This is an excellent book, not just for juveniles but for adults as well. It makes you think outside the box. This book demonstrates how everything "counts," and can have a purpose if creatively approached. I highly recommend this book!
I picked this up because I'd read several of Konigsburg's books when I was very young, and really liked them, esp. "Jennifer, Hecate, Macbeth, William McKinley, and Me, Elizabeth" and "From the Mixed-Up Files of Mrs. Basil E. Frankweiler."
What struck me though, is that although this book is marketed as a kids' book, probably because that's what the author is known for, it really isn't. Although the protagonist is 12, the story is told from the point of view of an adult looking back at being 12, not from the point of view of a 12-year-old, and I think that really shows in the themes of the book.
The protagonist, Margaret's parents is sent to summer camp while her parents are away on a trip. She was looking forward to it, but when she turns out to be the 'new girl' in a cabin of girls who already know each other, things don't start out that well and they rapidly get worse. Luckily, one of her two eccentric bachelor uncles shows up to face down the unsympathetic camp director and rescue her from the bullying. Margaret's delighted, because she really wanted to spend the summer with her uncles anyway, helping them work on the amazing sculpture towers in their back yard. Unfortunately, neighborhood gentrification has set in, and the towers are scheduled for demolition. The uncles think the situation is hopeless, but Margaret can't just let it happen...
This is not a perfect book. The summer camp segment at the beginning is kinda typical; and too long.
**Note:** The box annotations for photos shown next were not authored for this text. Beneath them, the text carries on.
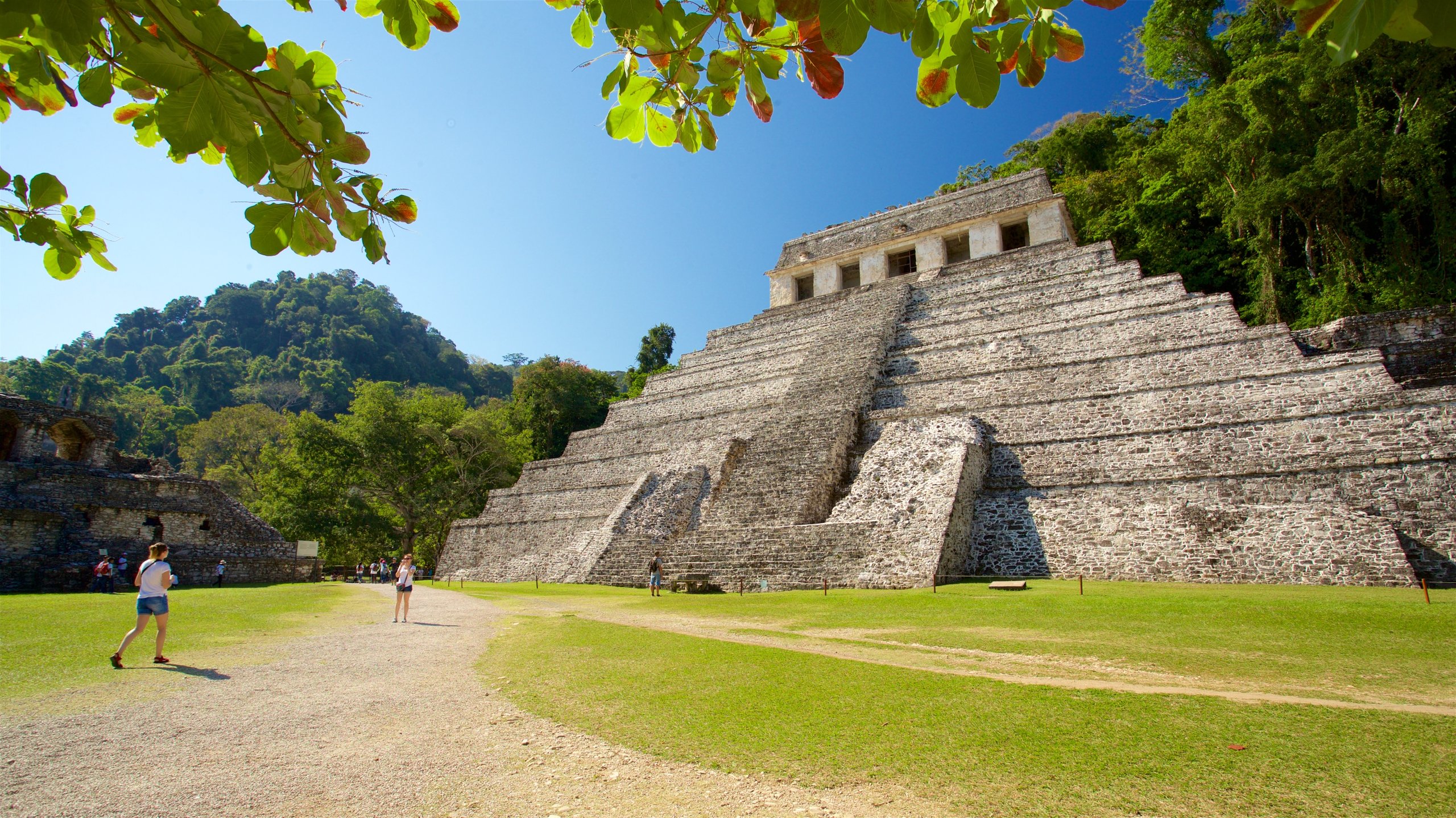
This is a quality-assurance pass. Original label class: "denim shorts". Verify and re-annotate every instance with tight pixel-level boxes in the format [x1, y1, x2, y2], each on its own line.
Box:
[137, 597, 167, 616]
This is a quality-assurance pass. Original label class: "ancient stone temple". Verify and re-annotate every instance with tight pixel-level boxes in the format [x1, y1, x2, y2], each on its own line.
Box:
[0, 395, 319, 591]
[440, 171, 1456, 589]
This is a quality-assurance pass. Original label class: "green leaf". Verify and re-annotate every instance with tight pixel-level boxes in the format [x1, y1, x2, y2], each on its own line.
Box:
[44, 247, 81, 281]
[708, 51, 743, 86]
[601, 63, 624, 99]
[1414, 0, 1456, 48]
[288, 210, 335, 256]
[617, 76, 661, 107]
[121, 42, 202, 89]
[647, 106, 677, 147]
[304, 51, 339, 89]
[774, 0, 818, 20]
[76, 64, 115, 107]
[362, 224, 389, 263]
[910, 6, 939, 60]
[677, 112, 703, 153]
[157, 77, 221, 154]
[607, 105, 647, 143]
[820, 0, 869, 54]
[697, 111, 718, 150]
[379, 0, 429, 49]
[955, 36, 1000, 107]
[31, 173, 65, 210]
[323, 134, 369, 164]
[243, 202, 294, 256]
[601, 0, 657, 29]
[333, 210, 374, 240]
[1325, 0, 1397, 63]
[571, 9, 591, 48]
[858, 0, 916, 34]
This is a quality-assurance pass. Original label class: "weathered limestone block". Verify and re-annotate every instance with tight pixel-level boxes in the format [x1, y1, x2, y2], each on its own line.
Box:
[829, 416, 990, 587]
[0, 395, 301, 589]
[440, 172, 1456, 591]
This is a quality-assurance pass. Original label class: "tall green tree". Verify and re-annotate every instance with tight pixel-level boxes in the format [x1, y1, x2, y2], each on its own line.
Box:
[258, 381, 520, 564]
[511, 355, 617, 459]
[978, 0, 1456, 327]
[177, 403, 288, 505]
[636, 323, 677, 372]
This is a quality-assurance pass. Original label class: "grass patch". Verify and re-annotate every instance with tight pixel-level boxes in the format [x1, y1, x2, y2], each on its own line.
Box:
[0, 584, 375, 704]
[482, 611, 1456, 818]
[454, 579, 1456, 703]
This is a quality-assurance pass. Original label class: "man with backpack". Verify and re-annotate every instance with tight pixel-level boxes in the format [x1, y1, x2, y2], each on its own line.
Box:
[92, 558, 111, 594]
[647, 551, 663, 597]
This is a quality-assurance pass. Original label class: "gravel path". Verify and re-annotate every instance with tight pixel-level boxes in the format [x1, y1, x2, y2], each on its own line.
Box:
[0, 585, 945, 818]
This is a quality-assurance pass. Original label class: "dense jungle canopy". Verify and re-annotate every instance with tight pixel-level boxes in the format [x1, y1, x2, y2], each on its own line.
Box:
[942, 0, 1456, 327]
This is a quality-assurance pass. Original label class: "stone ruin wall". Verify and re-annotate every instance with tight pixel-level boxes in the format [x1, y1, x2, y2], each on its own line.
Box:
[441, 172, 1456, 589]
[0, 396, 319, 591]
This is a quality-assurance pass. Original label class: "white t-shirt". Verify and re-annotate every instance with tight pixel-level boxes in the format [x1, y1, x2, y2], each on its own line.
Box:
[395, 564, 415, 588]
[137, 559, 172, 600]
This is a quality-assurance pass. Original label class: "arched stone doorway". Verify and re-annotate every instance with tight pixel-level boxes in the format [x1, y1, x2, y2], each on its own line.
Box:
[0, 412, 20, 460]
[47, 418, 96, 463]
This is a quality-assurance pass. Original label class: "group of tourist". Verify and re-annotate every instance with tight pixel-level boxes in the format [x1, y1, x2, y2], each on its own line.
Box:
[92, 555, 127, 594]
[354, 555, 409, 585]
[107, 543, 415, 670]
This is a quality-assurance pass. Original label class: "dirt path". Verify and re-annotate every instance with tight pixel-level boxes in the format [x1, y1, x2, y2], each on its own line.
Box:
[0, 585, 945, 818]
[506, 598, 1456, 716]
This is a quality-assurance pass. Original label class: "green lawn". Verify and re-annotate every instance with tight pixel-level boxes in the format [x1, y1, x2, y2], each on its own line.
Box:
[0, 582, 370, 709]
[473, 611, 1456, 818]
[454, 581, 1456, 706]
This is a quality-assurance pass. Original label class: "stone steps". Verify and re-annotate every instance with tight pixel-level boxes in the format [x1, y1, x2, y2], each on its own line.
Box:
[871, 338, 1395, 419]
[986, 400, 1456, 488]
[901, 272, 1197, 343]
[885, 298, 1264, 377]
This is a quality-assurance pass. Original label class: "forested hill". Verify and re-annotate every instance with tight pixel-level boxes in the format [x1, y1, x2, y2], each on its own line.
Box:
[942, 0, 1456, 327]
[0, 271, 511, 455]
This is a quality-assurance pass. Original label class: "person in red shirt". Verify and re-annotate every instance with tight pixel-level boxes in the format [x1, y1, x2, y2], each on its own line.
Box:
[92, 558, 111, 594]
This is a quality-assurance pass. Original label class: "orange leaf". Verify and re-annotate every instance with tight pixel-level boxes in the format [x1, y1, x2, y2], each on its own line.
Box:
[748, 90, 773, 122]
[1051, 29, 1086, 63]
[425, 0, 460, 32]
[804, 51, 845, 99]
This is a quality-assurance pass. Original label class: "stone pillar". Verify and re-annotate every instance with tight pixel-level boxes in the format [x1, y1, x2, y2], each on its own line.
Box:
[814, 263, 843, 296]
[970, 220, 1000, 259]
[1027, 201, 1072, 244]
[769, 272, 793, 307]
[859, 252, 890, 284]
[915, 236, 945, 275]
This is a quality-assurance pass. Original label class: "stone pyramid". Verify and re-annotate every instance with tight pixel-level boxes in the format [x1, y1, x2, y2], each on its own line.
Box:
[440, 171, 1456, 589]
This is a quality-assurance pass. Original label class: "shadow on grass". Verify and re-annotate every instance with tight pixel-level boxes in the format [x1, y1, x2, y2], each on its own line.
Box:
[157, 662, 233, 681]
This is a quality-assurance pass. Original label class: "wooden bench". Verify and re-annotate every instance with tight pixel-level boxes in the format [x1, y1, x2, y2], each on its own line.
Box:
[667, 574, 717, 594]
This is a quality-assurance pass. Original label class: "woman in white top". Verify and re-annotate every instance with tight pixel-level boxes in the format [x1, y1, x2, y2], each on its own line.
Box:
[395, 555, 415, 621]
[111, 543, 172, 670]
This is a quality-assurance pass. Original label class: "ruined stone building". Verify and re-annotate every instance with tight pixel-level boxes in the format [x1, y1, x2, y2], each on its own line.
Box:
[440, 171, 1456, 589]
[0, 395, 319, 591]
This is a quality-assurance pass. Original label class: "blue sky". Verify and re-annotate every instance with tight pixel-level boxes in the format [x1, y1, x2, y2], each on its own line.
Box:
[0, 0, 1149, 369]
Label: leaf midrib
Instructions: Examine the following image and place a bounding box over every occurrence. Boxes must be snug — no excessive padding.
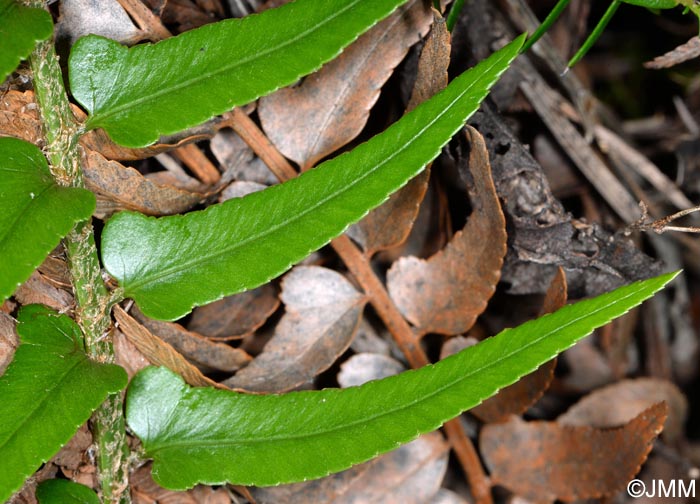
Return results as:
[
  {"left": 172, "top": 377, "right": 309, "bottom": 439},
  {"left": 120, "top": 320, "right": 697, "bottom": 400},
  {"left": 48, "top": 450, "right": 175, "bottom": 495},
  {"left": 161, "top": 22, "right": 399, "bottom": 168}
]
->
[
  {"left": 144, "top": 284, "right": 646, "bottom": 455},
  {"left": 0, "top": 183, "right": 54, "bottom": 250},
  {"left": 124, "top": 48, "right": 508, "bottom": 294},
  {"left": 86, "top": 0, "right": 361, "bottom": 129},
  {"left": 0, "top": 345, "right": 87, "bottom": 451}
]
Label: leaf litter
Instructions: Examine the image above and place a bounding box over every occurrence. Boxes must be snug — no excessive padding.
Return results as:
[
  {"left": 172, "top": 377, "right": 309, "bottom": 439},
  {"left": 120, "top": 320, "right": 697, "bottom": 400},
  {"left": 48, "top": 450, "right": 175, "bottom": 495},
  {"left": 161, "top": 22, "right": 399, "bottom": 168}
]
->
[{"left": 5, "top": 0, "right": 700, "bottom": 503}]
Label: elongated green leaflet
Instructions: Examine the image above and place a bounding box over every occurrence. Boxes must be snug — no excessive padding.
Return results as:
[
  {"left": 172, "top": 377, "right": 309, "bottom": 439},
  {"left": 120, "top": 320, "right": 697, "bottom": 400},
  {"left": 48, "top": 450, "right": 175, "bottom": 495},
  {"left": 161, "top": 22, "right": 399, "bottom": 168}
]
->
[
  {"left": 68, "top": 0, "right": 406, "bottom": 147},
  {"left": 36, "top": 479, "right": 100, "bottom": 504},
  {"left": 0, "top": 305, "right": 127, "bottom": 502},
  {"left": 102, "top": 37, "right": 523, "bottom": 320},
  {"left": 0, "top": 0, "right": 53, "bottom": 83},
  {"left": 0, "top": 138, "right": 95, "bottom": 302},
  {"left": 127, "top": 273, "right": 677, "bottom": 490}
]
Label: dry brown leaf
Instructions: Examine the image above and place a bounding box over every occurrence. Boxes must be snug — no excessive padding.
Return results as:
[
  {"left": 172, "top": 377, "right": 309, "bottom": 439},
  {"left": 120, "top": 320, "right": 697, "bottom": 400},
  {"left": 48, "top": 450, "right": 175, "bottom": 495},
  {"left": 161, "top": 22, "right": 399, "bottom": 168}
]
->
[
  {"left": 133, "top": 310, "right": 252, "bottom": 372},
  {"left": 209, "top": 130, "right": 278, "bottom": 186},
  {"left": 83, "top": 152, "right": 207, "bottom": 219},
  {"left": 470, "top": 268, "right": 568, "bottom": 425},
  {"left": 0, "top": 312, "right": 19, "bottom": 375},
  {"left": 479, "top": 403, "right": 667, "bottom": 502},
  {"left": 258, "top": 0, "right": 433, "bottom": 170},
  {"left": 112, "top": 329, "right": 152, "bottom": 380},
  {"left": 223, "top": 266, "right": 367, "bottom": 392},
  {"left": 56, "top": 0, "right": 142, "bottom": 45},
  {"left": 252, "top": 432, "right": 448, "bottom": 504},
  {"left": 387, "top": 127, "right": 507, "bottom": 335},
  {"left": 187, "top": 284, "right": 280, "bottom": 340},
  {"left": 114, "top": 305, "right": 217, "bottom": 387},
  {"left": 350, "top": 317, "right": 391, "bottom": 355},
  {"left": 430, "top": 488, "right": 470, "bottom": 504},
  {"left": 348, "top": 11, "right": 451, "bottom": 257},
  {"left": 557, "top": 378, "right": 688, "bottom": 442},
  {"left": 14, "top": 271, "right": 75, "bottom": 313},
  {"left": 338, "top": 353, "right": 406, "bottom": 388}
]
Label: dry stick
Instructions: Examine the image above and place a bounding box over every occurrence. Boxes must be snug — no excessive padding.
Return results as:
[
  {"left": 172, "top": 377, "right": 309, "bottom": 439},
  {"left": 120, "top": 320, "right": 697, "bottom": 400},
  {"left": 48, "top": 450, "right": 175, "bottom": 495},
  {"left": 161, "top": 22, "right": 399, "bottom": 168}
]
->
[
  {"left": 230, "top": 109, "right": 493, "bottom": 504},
  {"left": 172, "top": 144, "right": 221, "bottom": 185}
]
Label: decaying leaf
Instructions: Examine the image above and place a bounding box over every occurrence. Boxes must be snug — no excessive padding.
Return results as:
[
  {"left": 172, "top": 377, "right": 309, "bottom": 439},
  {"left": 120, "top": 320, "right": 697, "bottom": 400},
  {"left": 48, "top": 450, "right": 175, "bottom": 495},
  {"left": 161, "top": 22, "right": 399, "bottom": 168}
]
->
[
  {"left": 338, "top": 353, "right": 406, "bottom": 388},
  {"left": 187, "top": 283, "right": 280, "bottom": 340},
  {"left": 252, "top": 432, "right": 449, "bottom": 504},
  {"left": 557, "top": 378, "right": 688, "bottom": 442},
  {"left": 479, "top": 403, "right": 667, "bottom": 503},
  {"left": 0, "top": 312, "right": 19, "bottom": 375},
  {"left": 56, "top": 0, "right": 141, "bottom": 44},
  {"left": 348, "top": 12, "right": 451, "bottom": 257},
  {"left": 209, "top": 129, "right": 277, "bottom": 185},
  {"left": 470, "top": 268, "right": 568, "bottom": 425},
  {"left": 133, "top": 309, "right": 251, "bottom": 372},
  {"left": 253, "top": 354, "right": 449, "bottom": 504},
  {"left": 258, "top": 0, "right": 432, "bottom": 170},
  {"left": 14, "top": 271, "right": 75, "bottom": 313},
  {"left": 114, "top": 305, "right": 217, "bottom": 387},
  {"left": 83, "top": 152, "right": 207, "bottom": 219},
  {"left": 644, "top": 36, "right": 700, "bottom": 69},
  {"left": 387, "top": 128, "right": 507, "bottom": 335},
  {"left": 223, "top": 266, "right": 367, "bottom": 392}
]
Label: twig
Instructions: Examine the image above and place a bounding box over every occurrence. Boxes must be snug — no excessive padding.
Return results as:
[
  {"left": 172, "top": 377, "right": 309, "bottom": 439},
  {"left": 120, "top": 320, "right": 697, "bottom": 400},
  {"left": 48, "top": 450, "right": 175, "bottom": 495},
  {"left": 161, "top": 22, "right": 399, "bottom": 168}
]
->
[
  {"left": 625, "top": 201, "right": 700, "bottom": 234},
  {"left": 231, "top": 109, "right": 493, "bottom": 504}
]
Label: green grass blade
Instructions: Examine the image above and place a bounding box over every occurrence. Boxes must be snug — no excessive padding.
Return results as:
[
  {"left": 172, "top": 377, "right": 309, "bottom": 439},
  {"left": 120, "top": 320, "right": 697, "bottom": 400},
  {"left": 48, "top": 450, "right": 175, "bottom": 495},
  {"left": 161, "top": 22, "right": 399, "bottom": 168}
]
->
[
  {"left": 102, "top": 37, "right": 523, "bottom": 320},
  {"left": 127, "top": 273, "right": 677, "bottom": 490},
  {"left": 0, "top": 305, "right": 127, "bottom": 502},
  {"left": 0, "top": 0, "right": 53, "bottom": 83},
  {"left": 0, "top": 138, "right": 95, "bottom": 302},
  {"left": 68, "top": 0, "right": 406, "bottom": 147}
]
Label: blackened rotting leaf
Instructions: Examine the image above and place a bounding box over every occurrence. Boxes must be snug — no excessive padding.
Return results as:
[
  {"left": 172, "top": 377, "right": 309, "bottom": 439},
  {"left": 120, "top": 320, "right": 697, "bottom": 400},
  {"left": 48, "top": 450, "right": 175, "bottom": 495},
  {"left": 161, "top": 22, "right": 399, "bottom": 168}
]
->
[{"left": 453, "top": 105, "right": 661, "bottom": 299}]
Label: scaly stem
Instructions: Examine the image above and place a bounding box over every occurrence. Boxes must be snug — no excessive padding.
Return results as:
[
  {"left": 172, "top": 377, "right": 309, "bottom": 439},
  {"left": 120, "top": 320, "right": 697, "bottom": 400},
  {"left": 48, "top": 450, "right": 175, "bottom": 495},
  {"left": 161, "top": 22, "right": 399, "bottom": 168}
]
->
[{"left": 27, "top": 0, "right": 130, "bottom": 503}]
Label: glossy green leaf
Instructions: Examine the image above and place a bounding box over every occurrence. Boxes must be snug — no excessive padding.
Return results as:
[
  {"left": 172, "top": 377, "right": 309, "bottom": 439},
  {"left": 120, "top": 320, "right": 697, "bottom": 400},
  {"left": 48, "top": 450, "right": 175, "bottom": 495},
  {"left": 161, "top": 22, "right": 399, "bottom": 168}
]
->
[
  {"left": 0, "top": 0, "right": 53, "bottom": 83},
  {"left": 36, "top": 479, "right": 100, "bottom": 504},
  {"left": 0, "top": 138, "right": 95, "bottom": 302},
  {"left": 68, "top": 0, "right": 406, "bottom": 147},
  {"left": 0, "top": 305, "right": 127, "bottom": 502},
  {"left": 127, "top": 273, "right": 677, "bottom": 489},
  {"left": 102, "top": 37, "right": 523, "bottom": 320}
]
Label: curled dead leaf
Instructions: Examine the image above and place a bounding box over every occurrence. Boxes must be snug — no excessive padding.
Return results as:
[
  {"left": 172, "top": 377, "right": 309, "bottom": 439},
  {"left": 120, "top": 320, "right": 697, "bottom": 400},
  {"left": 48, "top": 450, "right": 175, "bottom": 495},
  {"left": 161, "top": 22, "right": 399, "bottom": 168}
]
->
[
  {"left": 348, "top": 11, "right": 451, "bottom": 257},
  {"left": 188, "top": 284, "right": 280, "bottom": 340},
  {"left": 223, "top": 266, "right": 367, "bottom": 392},
  {"left": 253, "top": 432, "right": 449, "bottom": 504},
  {"left": 114, "top": 305, "right": 218, "bottom": 387},
  {"left": 83, "top": 152, "right": 207, "bottom": 219},
  {"left": 557, "top": 378, "right": 688, "bottom": 442},
  {"left": 258, "top": 0, "right": 433, "bottom": 170},
  {"left": 133, "top": 310, "right": 252, "bottom": 372},
  {"left": 479, "top": 403, "right": 667, "bottom": 502},
  {"left": 387, "top": 127, "right": 507, "bottom": 335}
]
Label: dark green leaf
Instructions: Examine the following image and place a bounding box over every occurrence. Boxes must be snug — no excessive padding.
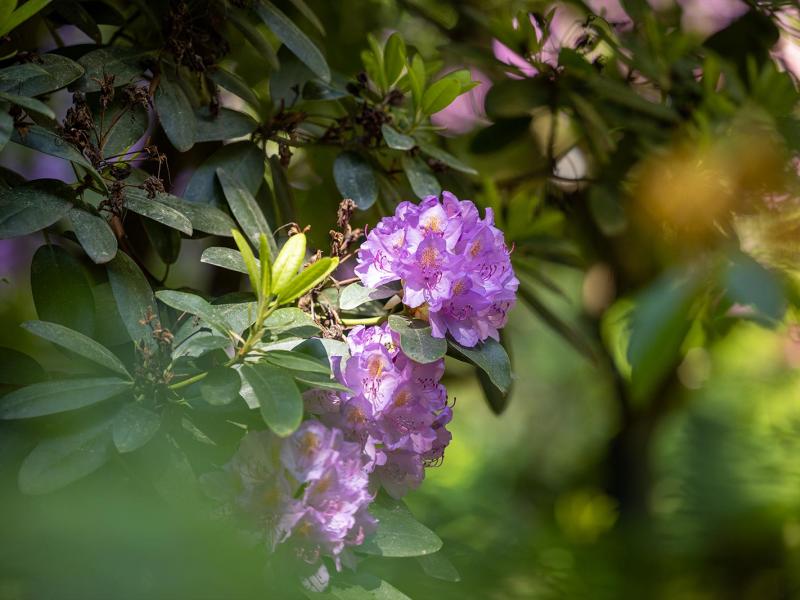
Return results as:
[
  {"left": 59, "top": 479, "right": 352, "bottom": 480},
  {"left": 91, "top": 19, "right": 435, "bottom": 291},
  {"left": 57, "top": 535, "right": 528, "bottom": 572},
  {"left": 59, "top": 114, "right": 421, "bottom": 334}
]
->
[
  {"left": 0, "top": 377, "right": 133, "bottom": 420},
  {"left": 107, "top": 252, "right": 159, "bottom": 347},
  {"left": 125, "top": 187, "right": 192, "bottom": 235},
  {"left": 0, "top": 179, "right": 75, "bottom": 239},
  {"left": 381, "top": 123, "right": 417, "bottom": 150},
  {"left": 155, "top": 73, "right": 196, "bottom": 152},
  {"left": 194, "top": 107, "right": 258, "bottom": 143},
  {"left": 22, "top": 321, "right": 130, "bottom": 378},
  {"left": 75, "top": 46, "right": 153, "bottom": 92},
  {"left": 111, "top": 402, "right": 161, "bottom": 453},
  {"left": 200, "top": 246, "right": 261, "bottom": 275},
  {"left": 19, "top": 420, "right": 111, "bottom": 494},
  {"left": 0, "top": 347, "right": 46, "bottom": 384},
  {"left": 333, "top": 151, "right": 378, "bottom": 210},
  {"left": 200, "top": 367, "right": 242, "bottom": 406},
  {"left": 239, "top": 363, "right": 303, "bottom": 437},
  {"left": 183, "top": 141, "right": 264, "bottom": 209},
  {"left": 69, "top": 208, "right": 117, "bottom": 264},
  {"left": 402, "top": 154, "right": 442, "bottom": 199},
  {"left": 253, "top": 0, "right": 331, "bottom": 81},
  {"left": 359, "top": 498, "right": 442, "bottom": 558},
  {"left": 31, "top": 245, "right": 94, "bottom": 337},
  {"left": 217, "top": 168, "right": 276, "bottom": 254},
  {"left": 389, "top": 315, "right": 447, "bottom": 363},
  {"left": 447, "top": 338, "right": 511, "bottom": 393}
]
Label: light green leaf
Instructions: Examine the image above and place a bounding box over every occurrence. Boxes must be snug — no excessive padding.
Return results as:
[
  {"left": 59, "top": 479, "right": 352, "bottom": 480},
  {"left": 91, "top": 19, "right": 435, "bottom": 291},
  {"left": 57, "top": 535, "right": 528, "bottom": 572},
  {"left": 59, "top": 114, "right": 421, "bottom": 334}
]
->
[
  {"left": 253, "top": 0, "right": 331, "bottom": 81},
  {"left": 239, "top": 362, "right": 303, "bottom": 437},
  {"left": 389, "top": 315, "right": 447, "bottom": 363},
  {"left": 69, "top": 208, "right": 117, "bottom": 264},
  {"left": 0, "top": 377, "right": 133, "bottom": 420},
  {"left": 111, "top": 402, "right": 161, "bottom": 454},
  {"left": 19, "top": 420, "right": 112, "bottom": 494},
  {"left": 333, "top": 151, "right": 378, "bottom": 210},
  {"left": 358, "top": 498, "right": 442, "bottom": 558},
  {"left": 22, "top": 321, "right": 131, "bottom": 378}
]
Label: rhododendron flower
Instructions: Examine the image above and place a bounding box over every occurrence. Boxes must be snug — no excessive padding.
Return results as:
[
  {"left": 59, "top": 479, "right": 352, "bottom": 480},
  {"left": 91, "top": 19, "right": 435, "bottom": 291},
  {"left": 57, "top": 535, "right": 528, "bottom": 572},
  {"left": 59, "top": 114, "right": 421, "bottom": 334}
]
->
[
  {"left": 355, "top": 192, "right": 519, "bottom": 346},
  {"left": 227, "top": 420, "right": 377, "bottom": 583},
  {"left": 306, "top": 324, "right": 453, "bottom": 498}
]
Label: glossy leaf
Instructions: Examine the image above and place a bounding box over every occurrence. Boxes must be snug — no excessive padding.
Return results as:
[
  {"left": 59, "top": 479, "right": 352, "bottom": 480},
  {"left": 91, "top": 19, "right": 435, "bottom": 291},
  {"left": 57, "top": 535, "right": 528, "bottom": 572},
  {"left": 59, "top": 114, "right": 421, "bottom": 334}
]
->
[
  {"left": 0, "top": 377, "right": 133, "bottom": 420},
  {"left": 333, "top": 151, "right": 378, "bottom": 210},
  {"left": 31, "top": 245, "right": 95, "bottom": 336},
  {"left": 22, "top": 321, "right": 131, "bottom": 378},
  {"left": 389, "top": 315, "right": 447, "bottom": 363},
  {"left": 239, "top": 362, "right": 303, "bottom": 437},
  {"left": 69, "top": 208, "right": 117, "bottom": 264},
  {"left": 111, "top": 402, "right": 161, "bottom": 454}
]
And I felt that the 'redemption' of the bullying girls later in the book is too easy, and doesn't 'ring true.'
However, I read the whole thing in one sitting - I couldn't put it down. And it really stands out as a novel for the author's refusal to make things black & white, or to go with the easy 'happy ending.' People here are nuanced, with shaded layers of motivations; we feel that they are real people, even when we only glimpse them in passing. It deals deftly and accurately with picturing a young woman's first feelings of love, shows that one can and must do something about issues that one cares about - but also acknowledges the reality that even when you 'win,' not everything is likely to be perfect.
I think E.L. Konigsburg is one of the best young adult authors out there, and I enjoyed this book.
I couldn't finish this book. It took too long to develop to me.
Margaret Rose Kane is as precocious as Flavia de Luce, even though she is not interested in being a sleuth. Margaret's meant to be a social activist to find a way to save her Uncle's creations, three steel towers embellished with bits of glass, wire and metal pieces, from being demolished.
Important themes included in the story are: grassroots activism, mentoring, loyalty to family, and understanding when it's important to be true to yourself in spite of the insistence to do the opposite.
As an adult reader, I enjoyed this story enough to finish it in two days and plan on reading another of E. L. Konigsburg's books.
Very very good. It is a very interesting and special book. I am sad to part with it but also delighted for someone else to read such a lovely book.
The book is about a girl, Margaret Rose Kane Two of her uncles build two towers that the city wants to remove. Margaret is very argumentative and fights to save the towers.